У Доры Михайловны, супруги профессора Вейса, с матерью этой Розы была в юности великая, взахлеб дружба. Учились тогда обе в балетной школе, где такие дружбы только и бывают. Потом Лилю, будущую Розину мать, забрали из школы и увезли не то в Самару, не то в Саратов. А Дора, которая только ради великой дружбы терпела адскую боль в слипшихся от крови пальцах на ногах, бросила балет и, как сейчас бы сказали, впала в депрессию. Дора целыми днями рыдала, отказывалась от еды и так исхудала, что педагоги за голову хватались и засылали к Вейсам гонцов — балетная ведь, совершенно балетная фактура пропадает, уговорите, чтобы одумалась.
Прошло несколько лет, Дора отъелась, поступила в институт и совершенно забыла о Лиле, но тут получила не то из Самары, не то из Саратова первое письмо.
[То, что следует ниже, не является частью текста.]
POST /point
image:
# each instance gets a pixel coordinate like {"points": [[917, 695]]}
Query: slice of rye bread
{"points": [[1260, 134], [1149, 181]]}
Лиля писала, что случайно нашла ее адрес, рассказывала, что недавно выписалась из больницы и очень скучает по балетным временам, а работает швеей. Дора радостно вступила с ней в эпистолярный роман, и длился он больше десяти лет, полный взаимных восторгов и сладких слез по утраченной юности. Дора к тому времени стала Дорой Михайловной Вейс, обзавелась дочкой Адой. Лиля несколько раз приезжала в ним в гости, они гуляли в парке Горького и плакали на «Жизели» в Большом…
А потом Лиля написала, что ее опять кладут в больницу и в этот раз уже, наверное, не вылечат. И нет у нее никого на всем белом свете, кроме дочери Розы, — вот тут, на листе в клеточку, с двумя кляксами, Роза возникла впервые, до этого ни слова о ней не было в письмах и при встречах, ни намека. И такой судьбы, писала дальше Лиля, как у нее была, по детдомам да по чужим углам, она Розе меньше всего желает… Какой еще судьбы, моргала изумленная Дора Михайловна, Лилечка же не сирота, родители приходили за ней в балетную школу и забрали ее оттуда тоже они. И какая Роза, откуда Роза?.. В память об их утраченной юности, об их чистой дружбе, о великой красоте искусства, частью которой они так и не сумели стать, Лиля заклинала Дору Михайловну пригреть, взять под крыло, спасти ее Розку. Не дай пропасть, писала она, нажимая на ручку все сильнее, прорывая бумагу, — не дай пропасть, спаси Розку, у нее нет больше никого на свете, спаси, спаси Розку…
Дора Михайловна немедленно отправила подруге паническое письмо с подробными расспросами: в чем дело, в какой ты больнице, что за диагноз, где девочка, сколько ей лет, что происходит, как помочь?
В ответ пришел конверт с адресом областной психиатрической лечебницы. Почерк казался незнакомым, угловатым и крупным, детским, с нелепой петелькой над прописной «б». Судя по содержанию, писала все-таки Лиля. Она с отрешенной непосредственностью рассказывала, что десять с лишним лет назад, вскоре после переезда не то в Саратов, не то в Самару, когда она сама очень плакала, мать отправила ее за молоком, чтоб хозяйством занималась, а не дурью. И она взяла бидон и пошла за молоком, в валенках, валенки были очень большие. А вернулась к запертой двери, под которую натекла застывающая лужица темной крови. И все в доме — мама, папа, дедушка — были мертвые. Их всех застрелили из папиного ружья, которое потом каким-то образом снова оказалось в закрытой на крючок кладовке. Вообще все в доме было закрыто — дверь изнутри на замки и цепочку, а окна на шпингалеты. Как будто они там сами заперлись, убили себя, положили ружье на место и чинно сели на диване мертвые, с развороченными лицами. Вот после этого ее и забрали в лечебницу в первый раз.